- Coat of arms
- Coordinates: 49°56′N 6°10′E﻿ / ﻿49.933°N 6.167°E
- Country: Luxembourg
- Legislative constituency: Nord
- Seat: Vianden
- Communes: Putscheid; Tandel; Vianden;

Area
- • Total: 78.5 km^{2} (30.3 sq mi)
- • Rank: 12th
- Highest elevation: 542 m (1,778 ft)
- Lowest elevation: 190 m (620 ft)

Population (2021)
- • Total: 5,502
- • Rank: 12th
- • Density: 70.1/km^{2} (182/sq mi)
- • Rank: 10th

= Canton of Vianden =

Vianden (Veianen) is one of the 12 cantons of Luxembourg. Located in the north of the country, it shares international border with Germany. Spread across an area of 78.5 km2, it is the smallest canton by land area. It had a population of 5,680 individuals in 2024, which also makes it the smallest canton by population in the country. It incorporates the communes of Putscheid and Tandel, and the town of Vianden.

== History ==
The canton was established by the official decree of 31 August 1795 by the Committee of Public Safety during the French Revolutionary period. It was one of the 37 cantons in the Département des Forêts, which were grouped into four arrondissements (districts). The decree of 6 March 1802 reduced the number of cantons to 28. In 1815, the Congress of Vienna re-organised he borders, following which Vianden was one of the re-organized 32 cantons. While there were further changes to the district over time, the canton remained unaffected. In January 2006, the former commune of Bastendorf was split from Diekirch canton and was merged with the former commune of Fouhren from Vianden canton to create the commune of Tandel. Therefore, Vianden canton gained an area of 24.44 km2 of land from Diekirch canton. In 2015, the districts were abolished, making the canton one of the first level administrative units in the country.

== Geography ==
Vianden is a canton in Luxembourg. It is one of the 12 cantons, which are first level subdivisions of the local administrative unit (LAU-1) in the European Union's Nomenclature of Territorial Units for Statistics for Eurostat purposes. It is spread across an area of 78.5 km2, and is the smallest canton by land area. Located in the north of the country, it shares international border with Rhineland-Palatinate in Germany, and the cantons of Clervaux and Diekirch. Its seat is the city of Vianden.

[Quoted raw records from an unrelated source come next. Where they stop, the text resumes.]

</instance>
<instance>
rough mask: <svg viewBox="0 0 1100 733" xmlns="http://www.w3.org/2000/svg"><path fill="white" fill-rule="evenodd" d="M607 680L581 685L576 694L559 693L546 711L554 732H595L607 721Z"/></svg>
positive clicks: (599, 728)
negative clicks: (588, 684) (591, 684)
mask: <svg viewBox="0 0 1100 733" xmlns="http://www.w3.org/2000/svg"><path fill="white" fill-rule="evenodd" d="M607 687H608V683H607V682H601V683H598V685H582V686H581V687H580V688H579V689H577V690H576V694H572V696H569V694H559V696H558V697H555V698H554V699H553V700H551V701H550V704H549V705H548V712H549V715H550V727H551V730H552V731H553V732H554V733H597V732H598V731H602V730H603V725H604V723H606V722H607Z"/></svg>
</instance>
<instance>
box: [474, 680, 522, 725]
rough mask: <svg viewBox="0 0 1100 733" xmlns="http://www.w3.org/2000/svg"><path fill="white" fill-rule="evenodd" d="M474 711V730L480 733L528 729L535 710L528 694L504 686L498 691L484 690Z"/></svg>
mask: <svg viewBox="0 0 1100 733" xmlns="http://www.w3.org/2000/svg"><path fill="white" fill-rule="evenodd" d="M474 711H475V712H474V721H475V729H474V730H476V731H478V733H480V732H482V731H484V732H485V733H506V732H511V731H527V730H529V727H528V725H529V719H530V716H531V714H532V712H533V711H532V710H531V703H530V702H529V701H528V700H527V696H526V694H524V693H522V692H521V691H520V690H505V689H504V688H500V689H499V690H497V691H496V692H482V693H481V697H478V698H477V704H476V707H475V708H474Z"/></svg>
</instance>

Vianden canton incorporates the communes of Putscheid and Tandel, and the town of Vianden. There are several highlands in the canton, with the highest located at Ronnebësch at an altitude of 545 m.

== Demographics ==
As of 2024, Vianden canton had a population of 5,680 individuals, making it the smallest canton by population in the country. The population included 2,780 males and 2,722 females. About 967 individuals (18%) were less than the age of 15 years.